Non sarà la cosa più intelligente da fare, me ne rendo conto. Eppure c'è una piccola parte di me che ha bisogno di provare questa assurdità.
Tiro il lenzuolo fin sotto il mento e quando mi volto sussulto. Tor mi fissa negli occhi a lungo. Più che attratta mi avvicino a lui.
Anche se siamo quasi in estate, qui dentro sembra che non sia ancora arrivata la primavera. Sto rabbrividendo ormai da qualche secondo e non capisco se sia per questo o a causa sua. Mi manda in confusione.
«Nessuno ci giudicherà, perché qui dentro siamo solo io e te».
Strappo una pellicina dal dito. Il dolore lo sento appena, viene sostituito da qualcosa di peggio: attrazione.
Ci muoviamo all'unisono. Mentre afferra la mia nuca, io salgo a cavalcioni su di lui. Quando affonda la faccia sul mio collo, sto già muovendo i fianchi in riflesso.
«Mi fai impazzire, Miele».
Ansimo e mi sfrego con più urgenza sulla sua erezione, facendolo fremere.
Sento le sue dita premere e lasciare la loro impronta. Si spostano sulle mie natiche avvicinandomi a sé. La mia bocca si ritrova vicinissima alla sua ma non ci baciamo. Si è come creato una sorta di patto su questo. Come se facendolo si spezzerebbe la magia che ci circonda.
Avviluppo il suo collo con le braccia.
«Ti fidi di me?»
«Definisci quanto dovrei fidarmi».
Morde la mia spalla e ridacchio non avvertendo più il peso del reggiseno appena sganciato. Trattengo il fiato quando le sue dita in maniera abile fanno scivolare giù lentamente anche le spalline.
Mi ammira come un artista che adora la sua scultura. Le sue dita mi sfiorano il seno ormai in balia del suo sguardo e del tuo tocco. Tiro indietro la testa e trattengo l'aria in pancia.
«Così tanto da restare nudi senza scopare», deglutisce. «Dormi con me, pelle contro pelle. So che ti sto chiedendo tanto, ma provaci».
Devo sembrargli spaventata perché mi afferra il mento. «Avrai sempre la mia maglietta sul comodino e ho davvero bisogno di dormire».
Porto la sua mano sui miei slip e lui baciandomi il collo mi fa scivolare sotto il suo peso, solleva le mie ginocchia ritrovandosi inginocchiato tra le mie cosce e mi sfila il tessuto di dosso in maniera così sensuale da poter quasi svenire.
«Hai la pelle sensibilissima», sussurra.
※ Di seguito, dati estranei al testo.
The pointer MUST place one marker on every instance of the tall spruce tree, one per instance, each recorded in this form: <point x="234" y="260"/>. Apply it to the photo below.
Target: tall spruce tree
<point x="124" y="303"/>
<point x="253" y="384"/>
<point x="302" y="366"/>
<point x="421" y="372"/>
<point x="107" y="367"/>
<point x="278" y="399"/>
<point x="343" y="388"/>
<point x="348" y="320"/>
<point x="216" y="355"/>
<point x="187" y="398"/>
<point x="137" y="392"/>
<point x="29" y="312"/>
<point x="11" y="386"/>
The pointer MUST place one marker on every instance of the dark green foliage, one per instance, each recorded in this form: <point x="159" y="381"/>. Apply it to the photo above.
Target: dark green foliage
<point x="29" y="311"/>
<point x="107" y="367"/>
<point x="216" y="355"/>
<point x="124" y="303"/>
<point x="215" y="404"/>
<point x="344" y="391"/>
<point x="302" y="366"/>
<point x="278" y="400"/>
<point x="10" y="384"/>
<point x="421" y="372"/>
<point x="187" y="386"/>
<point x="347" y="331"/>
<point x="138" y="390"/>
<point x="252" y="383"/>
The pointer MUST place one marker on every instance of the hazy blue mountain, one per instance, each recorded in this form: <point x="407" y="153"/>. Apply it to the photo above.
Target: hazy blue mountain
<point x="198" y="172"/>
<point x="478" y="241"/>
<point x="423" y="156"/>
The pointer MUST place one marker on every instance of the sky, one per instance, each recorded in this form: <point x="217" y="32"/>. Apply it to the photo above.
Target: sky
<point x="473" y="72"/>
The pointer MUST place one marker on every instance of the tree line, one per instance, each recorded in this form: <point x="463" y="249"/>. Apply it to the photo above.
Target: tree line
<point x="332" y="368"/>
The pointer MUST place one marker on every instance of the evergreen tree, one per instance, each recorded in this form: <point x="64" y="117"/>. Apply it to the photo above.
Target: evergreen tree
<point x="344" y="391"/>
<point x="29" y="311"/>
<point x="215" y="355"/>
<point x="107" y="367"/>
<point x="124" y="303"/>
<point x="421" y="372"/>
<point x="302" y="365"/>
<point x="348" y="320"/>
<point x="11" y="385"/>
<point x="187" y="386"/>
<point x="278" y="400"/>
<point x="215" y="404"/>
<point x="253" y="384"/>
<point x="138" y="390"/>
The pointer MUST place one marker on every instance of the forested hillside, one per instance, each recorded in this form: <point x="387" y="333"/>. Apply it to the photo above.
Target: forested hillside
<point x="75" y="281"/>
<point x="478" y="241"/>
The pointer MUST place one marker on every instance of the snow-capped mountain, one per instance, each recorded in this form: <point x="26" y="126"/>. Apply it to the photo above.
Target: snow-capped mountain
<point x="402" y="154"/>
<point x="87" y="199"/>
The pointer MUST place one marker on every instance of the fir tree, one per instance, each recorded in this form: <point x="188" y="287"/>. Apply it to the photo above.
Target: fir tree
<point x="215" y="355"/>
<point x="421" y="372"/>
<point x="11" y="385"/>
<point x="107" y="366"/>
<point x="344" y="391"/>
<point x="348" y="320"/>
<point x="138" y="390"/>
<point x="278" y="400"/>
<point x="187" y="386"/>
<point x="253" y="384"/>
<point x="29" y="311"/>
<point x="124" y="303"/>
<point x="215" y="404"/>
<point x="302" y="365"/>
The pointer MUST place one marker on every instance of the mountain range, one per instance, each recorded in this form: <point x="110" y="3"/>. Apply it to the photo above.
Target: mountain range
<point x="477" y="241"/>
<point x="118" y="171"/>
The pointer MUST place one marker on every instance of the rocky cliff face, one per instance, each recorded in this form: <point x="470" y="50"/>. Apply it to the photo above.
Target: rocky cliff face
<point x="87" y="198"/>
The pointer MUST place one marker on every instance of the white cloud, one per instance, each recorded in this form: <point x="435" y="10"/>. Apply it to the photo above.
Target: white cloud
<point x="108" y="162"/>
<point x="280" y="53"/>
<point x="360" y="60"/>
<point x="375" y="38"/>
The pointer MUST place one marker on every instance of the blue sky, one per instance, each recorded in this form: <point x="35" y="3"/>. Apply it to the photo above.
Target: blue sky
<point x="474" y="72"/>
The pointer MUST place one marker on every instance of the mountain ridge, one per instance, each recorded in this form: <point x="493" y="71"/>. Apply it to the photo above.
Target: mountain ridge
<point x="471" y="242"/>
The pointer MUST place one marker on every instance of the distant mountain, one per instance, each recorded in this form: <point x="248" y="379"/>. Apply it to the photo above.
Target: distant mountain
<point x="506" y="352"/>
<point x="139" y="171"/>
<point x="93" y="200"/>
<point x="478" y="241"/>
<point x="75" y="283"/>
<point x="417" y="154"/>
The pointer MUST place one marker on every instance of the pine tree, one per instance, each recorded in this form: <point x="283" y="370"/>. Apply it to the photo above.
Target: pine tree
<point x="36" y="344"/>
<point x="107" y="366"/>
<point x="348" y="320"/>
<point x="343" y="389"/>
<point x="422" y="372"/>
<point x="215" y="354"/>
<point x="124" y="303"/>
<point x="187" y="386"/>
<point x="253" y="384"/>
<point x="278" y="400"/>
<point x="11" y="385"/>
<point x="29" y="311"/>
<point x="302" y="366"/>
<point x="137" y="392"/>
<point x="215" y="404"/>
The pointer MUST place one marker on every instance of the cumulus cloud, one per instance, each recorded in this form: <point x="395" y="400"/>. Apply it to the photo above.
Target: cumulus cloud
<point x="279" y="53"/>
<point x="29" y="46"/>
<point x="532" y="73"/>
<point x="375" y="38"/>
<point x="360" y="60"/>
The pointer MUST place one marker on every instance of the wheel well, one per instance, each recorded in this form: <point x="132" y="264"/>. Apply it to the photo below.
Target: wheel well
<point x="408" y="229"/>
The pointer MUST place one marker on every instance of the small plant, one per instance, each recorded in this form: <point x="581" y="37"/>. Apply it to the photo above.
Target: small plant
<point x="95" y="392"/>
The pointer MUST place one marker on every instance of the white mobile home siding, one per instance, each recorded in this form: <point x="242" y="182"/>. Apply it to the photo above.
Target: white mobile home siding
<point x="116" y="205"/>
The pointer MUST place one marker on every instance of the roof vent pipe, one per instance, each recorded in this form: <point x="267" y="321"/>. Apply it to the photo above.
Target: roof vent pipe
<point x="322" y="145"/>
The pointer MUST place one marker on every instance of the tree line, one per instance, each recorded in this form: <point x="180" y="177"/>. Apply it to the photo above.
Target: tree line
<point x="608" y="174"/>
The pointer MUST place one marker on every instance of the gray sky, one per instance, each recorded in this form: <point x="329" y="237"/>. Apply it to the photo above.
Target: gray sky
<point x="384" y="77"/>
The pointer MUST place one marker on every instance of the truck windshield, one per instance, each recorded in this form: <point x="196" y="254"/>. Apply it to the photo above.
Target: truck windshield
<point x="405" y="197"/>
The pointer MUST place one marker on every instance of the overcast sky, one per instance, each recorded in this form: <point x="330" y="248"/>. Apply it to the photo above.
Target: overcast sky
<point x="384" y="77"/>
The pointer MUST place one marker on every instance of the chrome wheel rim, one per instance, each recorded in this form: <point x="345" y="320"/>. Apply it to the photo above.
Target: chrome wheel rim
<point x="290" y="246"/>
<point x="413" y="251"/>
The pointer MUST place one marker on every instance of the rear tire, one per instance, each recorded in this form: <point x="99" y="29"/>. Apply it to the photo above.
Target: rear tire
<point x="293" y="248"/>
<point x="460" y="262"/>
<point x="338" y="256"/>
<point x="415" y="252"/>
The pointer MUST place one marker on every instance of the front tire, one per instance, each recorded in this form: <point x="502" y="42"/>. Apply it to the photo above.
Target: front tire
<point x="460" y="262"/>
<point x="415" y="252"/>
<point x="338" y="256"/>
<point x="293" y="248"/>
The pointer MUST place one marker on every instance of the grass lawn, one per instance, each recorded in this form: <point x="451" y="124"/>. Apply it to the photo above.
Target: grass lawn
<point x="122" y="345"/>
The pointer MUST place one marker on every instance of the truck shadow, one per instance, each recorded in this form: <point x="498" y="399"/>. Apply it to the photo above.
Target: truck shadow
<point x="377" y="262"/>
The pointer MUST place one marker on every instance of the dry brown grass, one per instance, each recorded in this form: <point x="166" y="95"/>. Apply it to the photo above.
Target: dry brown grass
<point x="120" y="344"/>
Le sue dita navigano sul bacino poi giù e infine mi stuzzicano senza esitazione.
Ogni mia terminazione nervosa scatta sull'attenti. Divarico le gambe e gemo tirando verso il basso i suoi boxer.
Lo faccio con così tanto impeto da costringerlo a schiacciarmisi addosso.
Avverto la punta del suo membro eretto tra le pieghe della mia intimità ed entrambi soffochiamo un gemito.
Sollevo sfrontata le ginocchia e sorride strofinandosi e toccandomi il clitoride così tanto da farmi quasi venire.
«Terrò a mente che non conviene stuzzicarti. Adesso farò il bravo». Con enorme sforzo, smette di muoversi, si sdraia su un fianco e facendomi voltare, in modo tale da avere la schiena premuta sul suo petto ampio, mi abbraccia.
Bacia piano dalla spalla alla porzione di pelle sotto l'orecchio e non so dire se per la stanchezza, se per le endorfine. So solo che mi sembra così facile lasciare che il suo corpo mi protegga e la morbidezza dei cuscini ci accompagni verso un sonno profondo.